It’s (not such) a good thing.


I am old enough to remember Martha Stewart’s rise to fame and success. Just as Home Economics was disappearing from our schools, “Martha” emerged with a brand and growing media empire set on inspiring middle class women to live graciously through cooking, entertaining, decorating, and gardening. As Rem Koolhaas’ WIRED Magazine interview exposed, Stewart “edited” an image of the ideal house, garden, and lifestyle, as "it's a good thing" became a widely known tagline. However, while Stewart set unattainable standards for perfection, she made high living seem accessible, appearing on magazine covers in grocery-store checkout lines and marketing cookware, garden tools, furniture, crafts, paint, and more in stores like Kmart.

As I considered this topic further, I found it interesting that Rem Koolhaas interviewed Martha Stewart for this piece. I remembered the article that we read earlier in the semester by Ellen Dunham-Jones. In “The Irrational Exuberance of Rem Koolhaas,” Dunham-Jones (2012) opened with the following paragraph:

The 1990 saw the end of the Cold War, the collapse of the Soviet Union, the rise of China, the dot.com boom and the expansion of neoliberalism, globalization, the Internet and the “New Economy.” Capitalism had won, and growing enthusiasm for its ability to raise living standards, promote democracy and advance technology increasingly squelched what little remained of mid-20th-century critiques of its crueler consequences. Instead, corporate ideologies co-opted countercultural revolutionary songs and slogans from the ’60s to cheer on ’90s-style reengineering for the information age, marketing individualism and commodifying dissent. Did architectural discourse similarly morph 1960s radicalism into 1990s icon-making during this period of rising faith in free markets and digital technology? What happened to architectural criticism in an era that saw the end of welfare as we knew it in the U.S. and acceptance of the widening gap between rich and poor as an unfortunate but necessary by-product of modernization and a healthy economy? Was it only in the ’90s that Rem Koolhaas could ride this global socio-economic restructuring and emerge as one of architectural culture’s leading avant-gardists while at the same moment celebrating capitalism?

I found it ironic that Stewart’s rise to success aligned so closely with Dunham-Jones’ portrayal of Koolhaas.
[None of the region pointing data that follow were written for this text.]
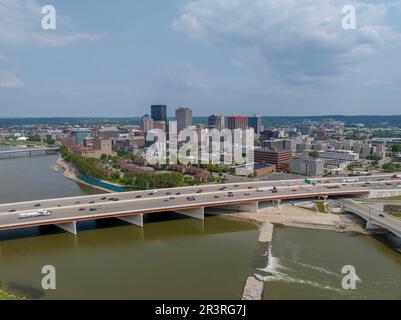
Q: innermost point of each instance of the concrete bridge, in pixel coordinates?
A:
(375, 219)
(27, 152)
(189, 201)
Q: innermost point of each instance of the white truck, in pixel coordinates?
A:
(34, 214)
(350, 180)
(266, 188)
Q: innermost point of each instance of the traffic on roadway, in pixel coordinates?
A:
(137, 202)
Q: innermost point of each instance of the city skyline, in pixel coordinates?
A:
(179, 53)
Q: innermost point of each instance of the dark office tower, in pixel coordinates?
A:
(255, 122)
(237, 122)
(159, 113)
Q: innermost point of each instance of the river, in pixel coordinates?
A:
(178, 258)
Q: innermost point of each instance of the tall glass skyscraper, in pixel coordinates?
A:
(159, 113)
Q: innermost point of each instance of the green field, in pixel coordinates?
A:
(4, 295)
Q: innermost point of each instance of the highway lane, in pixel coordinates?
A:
(158, 204)
(147, 194)
(369, 214)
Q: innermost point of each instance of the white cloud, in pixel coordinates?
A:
(10, 81)
(302, 41)
(186, 77)
(20, 24)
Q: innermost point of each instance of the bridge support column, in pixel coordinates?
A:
(247, 207)
(136, 220)
(70, 227)
(371, 226)
(197, 213)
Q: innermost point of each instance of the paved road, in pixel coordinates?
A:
(374, 216)
(67, 209)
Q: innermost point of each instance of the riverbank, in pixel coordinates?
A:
(5, 294)
(291, 216)
(71, 173)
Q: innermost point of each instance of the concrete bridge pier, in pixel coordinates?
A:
(136, 220)
(197, 213)
(277, 203)
(371, 226)
(70, 227)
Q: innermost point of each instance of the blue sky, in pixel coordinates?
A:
(116, 58)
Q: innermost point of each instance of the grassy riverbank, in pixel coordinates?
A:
(6, 295)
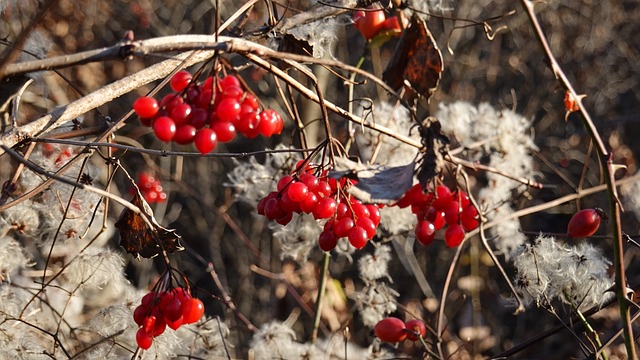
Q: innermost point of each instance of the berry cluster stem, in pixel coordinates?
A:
(320, 299)
(604, 157)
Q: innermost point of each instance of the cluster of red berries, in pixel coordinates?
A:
(206, 113)
(172, 308)
(309, 194)
(394, 330)
(438, 208)
(151, 188)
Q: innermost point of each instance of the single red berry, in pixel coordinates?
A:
(437, 217)
(184, 134)
(298, 191)
(368, 225)
(165, 128)
(374, 213)
(358, 237)
(228, 109)
(287, 204)
(425, 232)
(170, 101)
(181, 114)
(584, 223)
(327, 240)
(416, 329)
(454, 235)
(270, 123)
(452, 212)
(146, 107)
(390, 329)
(143, 339)
(192, 311)
(226, 131)
(325, 209)
(251, 101)
(205, 140)
(342, 227)
(248, 125)
(369, 23)
(443, 197)
(309, 203)
(180, 80)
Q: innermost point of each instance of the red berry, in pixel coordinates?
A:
(468, 218)
(143, 339)
(452, 212)
(327, 240)
(425, 232)
(192, 311)
(180, 80)
(390, 329)
(181, 114)
(270, 123)
(437, 217)
(358, 237)
(225, 131)
(416, 329)
(248, 124)
(342, 227)
(170, 101)
(443, 197)
(228, 109)
(454, 235)
(309, 203)
(374, 213)
(584, 223)
(369, 23)
(146, 107)
(368, 225)
(184, 134)
(298, 191)
(205, 140)
(325, 209)
(165, 128)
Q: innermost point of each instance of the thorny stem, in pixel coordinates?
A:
(320, 299)
(606, 162)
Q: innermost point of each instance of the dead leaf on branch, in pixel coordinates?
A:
(416, 63)
(435, 145)
(139, 238)
(378, 184)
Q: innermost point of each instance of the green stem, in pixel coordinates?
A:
(320, 299)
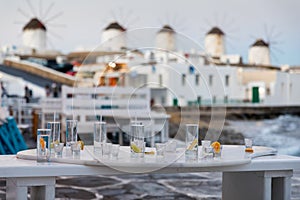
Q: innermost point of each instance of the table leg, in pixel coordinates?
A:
(41, 188)
(264, 185)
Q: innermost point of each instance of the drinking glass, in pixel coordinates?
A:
(58, 149)
(191, 141)
(115, 151)
(55, 133)
(160, 149)
(71, 132)
(205, 148)
(248, 145)
(99, 136)
(137, 143)
(43, 145)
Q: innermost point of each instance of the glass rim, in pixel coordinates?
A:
(43, 129)
(53, 122)
(192, 125)
(71, 120)
(99, 122)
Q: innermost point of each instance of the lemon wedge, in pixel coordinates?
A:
(193, 144)
(135, 148)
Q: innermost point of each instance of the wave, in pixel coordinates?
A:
(282, 133)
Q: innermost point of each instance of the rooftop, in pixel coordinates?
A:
(115, 25)
(34, 23)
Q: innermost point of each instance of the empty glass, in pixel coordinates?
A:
(75, 147)
(115, 151)
(58, 149)
(137, 143)
(43, 145)
(248, 145)
(191, 141)
(106, 149)
(71, 132)
(160, 149)
(99, 136)
(55, 133)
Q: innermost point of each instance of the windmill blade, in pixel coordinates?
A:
(31, 7)
(19, 22)
(22, 12)
(48, 10)
(253, 37)
(54, 16)
(56, 25)
(40, 8)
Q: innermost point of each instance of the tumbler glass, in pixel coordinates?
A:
(191, 141)
(43, 145)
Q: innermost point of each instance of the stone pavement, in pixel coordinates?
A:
(204, 186)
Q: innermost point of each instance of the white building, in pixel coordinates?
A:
(34, 35)
(259, 53)
(166, 39)
(113, 37)
(214, 42)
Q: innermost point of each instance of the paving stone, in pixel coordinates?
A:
(87, 181)
(2, 182)
(66, 192)
(197, 187)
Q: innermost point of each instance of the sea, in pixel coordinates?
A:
(281, 133)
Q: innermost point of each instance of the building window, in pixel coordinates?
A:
(197, 79)
(183, 79)
(227, 80)
(210, 80)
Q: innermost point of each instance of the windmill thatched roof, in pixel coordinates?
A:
(34, 23)
(115, 25)
(215, 30)
(167, 28)
(260, 43)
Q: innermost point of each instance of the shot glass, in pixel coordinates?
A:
(55, 133)
(191, 141)
(137, 143)
(248, 145)
(115, 151)
(99, 136)
(106, 149)
(205, 144)
(75, 148)
(217, 153)
(160, 149)
(71, 132)
(43, 145)
(58, 149)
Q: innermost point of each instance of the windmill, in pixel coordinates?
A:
(35, 32)
(114, 37)
(217, 38)
(260, 51)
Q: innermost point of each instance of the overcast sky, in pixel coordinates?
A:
(81, 22)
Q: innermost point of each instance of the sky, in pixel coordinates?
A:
(79, 23)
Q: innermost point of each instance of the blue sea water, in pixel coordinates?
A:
(282, 133)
In the same time-period, Stewart’s career was propelled by unchecked capitalism, neoliberalism, and the Internet boom, just as Koolhaas has benefited, according to Dunham-Jones, from the “market-driven metropolis.” Conditions were right for both the "starchitect" and the "Domestic Goddess" to find success in the world. 

Disclaimer: Yes, Martha Stewart has edited my life, too.